Additionally, the Court of Appeal held that there was a triable issue as to whether s.32 of the Act applied. S.32 provides that where any relevant fact has been deliberately concealed by the Defendant, the period of limitation does not begin to run until the claimant has or could have discovered the concealment.
The Defendant appealed this decision in the Supreme Court.
On 28 February 2018 the Supreme Court unanimously held that whilst s.21(1)(b) of the Act was primarily aimed at express trustees it also applied to directors of a company who are assumed to have participated in the misappropriation of an asset of the company. This is because they are entrusted with the stewardship of the company’s property and owe fiduciary duties to the company in respect thereof.
So, for the purposes of s.21(1)(b), a director is to be regarded as a trustee where property is received by a company for the benefit of controlling shareholders. The claim against the Defendants was, therefore, not time barred.
In respect of s.32 of the Act the Court declined to reach any final decision on this as the case was no longer suitable for summary judgment due to the decision reached on s.21, and a recent plea of fraud.
By allowing the case to proceed and dismissing the Defendants’ application for summary judgment, despite proceedings having been issued outside of the six year limitation period under s.21(1)(b) of the Act, the Court has recognised that these types of claims are likely to arise after any limitation period due to the lack of transparency in the director/company relationship.
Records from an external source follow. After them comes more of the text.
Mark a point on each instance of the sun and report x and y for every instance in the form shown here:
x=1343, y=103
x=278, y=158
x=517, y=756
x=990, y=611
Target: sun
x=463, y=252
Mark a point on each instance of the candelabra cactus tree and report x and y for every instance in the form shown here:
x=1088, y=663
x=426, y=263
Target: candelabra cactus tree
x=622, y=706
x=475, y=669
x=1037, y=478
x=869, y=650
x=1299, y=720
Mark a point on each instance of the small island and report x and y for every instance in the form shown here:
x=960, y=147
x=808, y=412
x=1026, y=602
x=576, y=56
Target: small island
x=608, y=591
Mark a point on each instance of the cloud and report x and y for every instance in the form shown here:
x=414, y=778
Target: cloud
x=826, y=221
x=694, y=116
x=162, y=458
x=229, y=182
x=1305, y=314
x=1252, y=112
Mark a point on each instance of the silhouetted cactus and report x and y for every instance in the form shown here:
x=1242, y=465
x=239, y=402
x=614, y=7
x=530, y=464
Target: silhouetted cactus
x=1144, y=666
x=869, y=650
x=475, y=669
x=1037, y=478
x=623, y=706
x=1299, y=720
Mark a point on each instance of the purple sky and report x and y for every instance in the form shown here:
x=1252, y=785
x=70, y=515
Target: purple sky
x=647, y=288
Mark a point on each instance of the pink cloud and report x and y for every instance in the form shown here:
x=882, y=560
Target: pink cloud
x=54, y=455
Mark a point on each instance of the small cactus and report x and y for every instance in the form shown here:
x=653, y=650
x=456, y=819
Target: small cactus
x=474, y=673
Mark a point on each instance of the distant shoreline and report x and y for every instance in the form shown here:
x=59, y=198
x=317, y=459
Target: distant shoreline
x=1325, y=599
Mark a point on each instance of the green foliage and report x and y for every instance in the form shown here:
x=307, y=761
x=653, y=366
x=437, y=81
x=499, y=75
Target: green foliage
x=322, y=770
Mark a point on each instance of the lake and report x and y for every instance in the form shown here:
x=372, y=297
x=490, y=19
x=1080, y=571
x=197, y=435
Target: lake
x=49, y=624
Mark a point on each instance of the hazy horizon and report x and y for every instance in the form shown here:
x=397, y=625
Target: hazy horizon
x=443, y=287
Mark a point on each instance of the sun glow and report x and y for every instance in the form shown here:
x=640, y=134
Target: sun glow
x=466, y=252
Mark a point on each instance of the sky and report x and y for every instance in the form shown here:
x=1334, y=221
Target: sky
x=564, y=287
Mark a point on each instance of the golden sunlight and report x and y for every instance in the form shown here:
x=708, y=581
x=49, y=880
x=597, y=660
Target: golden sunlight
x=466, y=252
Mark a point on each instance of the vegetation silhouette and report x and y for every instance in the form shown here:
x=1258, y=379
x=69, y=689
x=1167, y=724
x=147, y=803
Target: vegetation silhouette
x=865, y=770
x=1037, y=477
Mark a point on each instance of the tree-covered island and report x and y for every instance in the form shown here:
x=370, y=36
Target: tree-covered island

Company directors will be treated as being in receipt or possession of company property for the purposes of s.21(1)(b), even where a director has no actual control of the company’s property. It therefore provides an opportunity for liquidators and creditors to pursue company directors for equitable breaches of duty, having removed the frequently utilised limitation defence.
The case is likely to also have an impact on directors and trustees liability insurance, as more attention may now be paid to the way in which the transfer of company assets is dealt with. Insurers are likely to scrutinise their decision making process, which may lead to consequent invalidation of insurance cover.